I got so excited about creating a linked data set that I tried to jump right into populating a triple store…whoops! As I was reading about the various triple store systems and serializations of RDF, it became clear that, even though this is intended to be an iterative process, the data was not yet up to snuff for even an initial conversion to RDF. I had basically just copied all the information straight from our bucket diagrams into an Excel spreadsheet without really thinking about how the data should be modeled. Here’s a sample from the first pass at data-gathering:
You can see how I tried to go about creating columns for each attribute of a given bucket (What content type does it belong in? Does it included born-digital content? How about digitized?). There are many, many more columns not shown in this picture, each representing some aspect of the conventions in our diagrams (there’s a sample diagram here if you missed that post or forgot what they look like). The diagrams, which are inherently simple visual representations, couldn’t be too detailed or they would have quickly gotten very cluttered. In the data, however, we’re free to be much more specific and, most importantly, flexible. For example, rather than listing born-digital and digitized as two separate properties with yes/no statements, we can have a field for “creation method” that may include born-digital, digitized, and/or some additional yet-to-be-determined method.
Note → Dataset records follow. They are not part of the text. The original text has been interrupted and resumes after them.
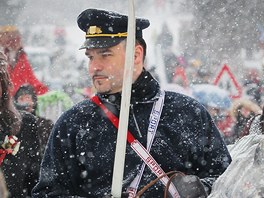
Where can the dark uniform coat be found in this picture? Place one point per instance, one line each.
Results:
(80, 154)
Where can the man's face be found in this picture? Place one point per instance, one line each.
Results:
(106, 68)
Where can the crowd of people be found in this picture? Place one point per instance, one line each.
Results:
(75, 156)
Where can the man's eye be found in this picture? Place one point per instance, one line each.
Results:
(106, 54)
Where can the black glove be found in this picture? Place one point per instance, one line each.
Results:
(189, 186)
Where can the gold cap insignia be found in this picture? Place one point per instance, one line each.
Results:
(94, 30)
Realizing that I needed a better way to approach this process, I backtracked a few steps to the data modeling phase, which led me to some Google searching for ontologies and ontology creation. The results were not pretty, but through a lot of twists and turns I ended up at Stanford’s Protégé website, which not only develops and hosts the fantastic Protégé software (and web service!) for ontology development, but also provides excellent tutorials on creating and working with ontologies. Jackpot!
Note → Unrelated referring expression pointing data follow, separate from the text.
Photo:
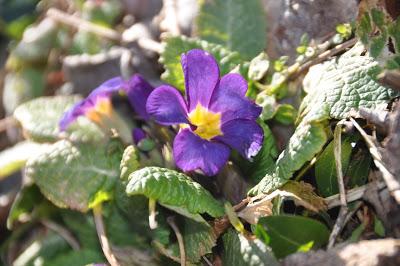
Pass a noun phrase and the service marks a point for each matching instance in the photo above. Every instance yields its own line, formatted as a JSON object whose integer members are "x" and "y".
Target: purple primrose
{"x": 215, "y": 117}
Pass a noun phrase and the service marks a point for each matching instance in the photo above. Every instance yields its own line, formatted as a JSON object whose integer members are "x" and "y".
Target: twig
{"x": 7, "y": 122}
{"x": 207, "y": 261}
{"x": 79, "y": 23}
{"x": 179, "y": 237}
{"x": 351, "y": 195}
{"x": 105, "y": 245}
{"x": 325, "y": 55}
{"x": 170, "y": 22}
{"x": 64, "y": 233}
{"x": 391, "y": 182}
{"x": 111, "y": 34}
{"x": 164, "y": 251}
{"x": 340, "y": 221}
{"x": 150, "y": 45}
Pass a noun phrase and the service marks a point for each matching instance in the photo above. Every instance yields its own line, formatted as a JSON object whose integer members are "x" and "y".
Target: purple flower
{"x": 216, "y": 116}
{"x": 98, "y": 104}
{"x": 138, "y": 134}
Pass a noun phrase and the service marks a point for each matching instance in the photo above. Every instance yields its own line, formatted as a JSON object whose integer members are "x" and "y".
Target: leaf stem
{"x": 171, "y": 222}
{"x": 337, "y": 151}
{"x": 101, "y": 233}
{"x": 152, "y": 214}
So without further ado, I started reading through their Ontology Development 101 tutorial, which is written as though the reader has no prior ontology-creation experience. Just my speed. By following the process they outlined, I’m well on my way to creating a class hierarchy for a digital content management ontology, to be shared in future posts. I also found several existing ontologies that I can pull from…no need to reinvent the wheel. It looks like there are definitely terms for a lot of the classes, entities, and properties we need, but there is also information we’re modeling that doesn’t seem to exist in a current ontology. At least not that I could find. Here are the most useful related ontologies I’ve found so far. If you know of others I should look at, please share in the comments!
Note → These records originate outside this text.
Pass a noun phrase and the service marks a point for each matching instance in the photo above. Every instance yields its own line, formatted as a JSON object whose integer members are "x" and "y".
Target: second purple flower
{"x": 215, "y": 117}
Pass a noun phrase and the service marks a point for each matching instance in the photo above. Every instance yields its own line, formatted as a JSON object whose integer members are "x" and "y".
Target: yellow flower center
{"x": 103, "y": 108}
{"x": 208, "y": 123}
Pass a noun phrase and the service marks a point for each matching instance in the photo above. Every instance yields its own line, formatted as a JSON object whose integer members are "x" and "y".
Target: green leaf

- Dublin Core: http://dublincore.org/documents/dcmi-terms/
- FRBR: http://vocab.org/frbr/core.html
- BIBO: http://bibliontology.com/specification#sec-documentation
- AIISO: http://vocab.org/aiiso/schema
- PREMIS: http://id.loc.gov/ontologies/premis.html
Following the Protégé tutorial’s step-by-step process has been incredibly useful. It very clearly describes how to break down the information in terms of entities with properties and relationships to each other, as opposed to a flat table. In my next couple of posts I’ll talk about the classes that have emerged to describe our digital content, and some of the initial properties we’re interested in recording.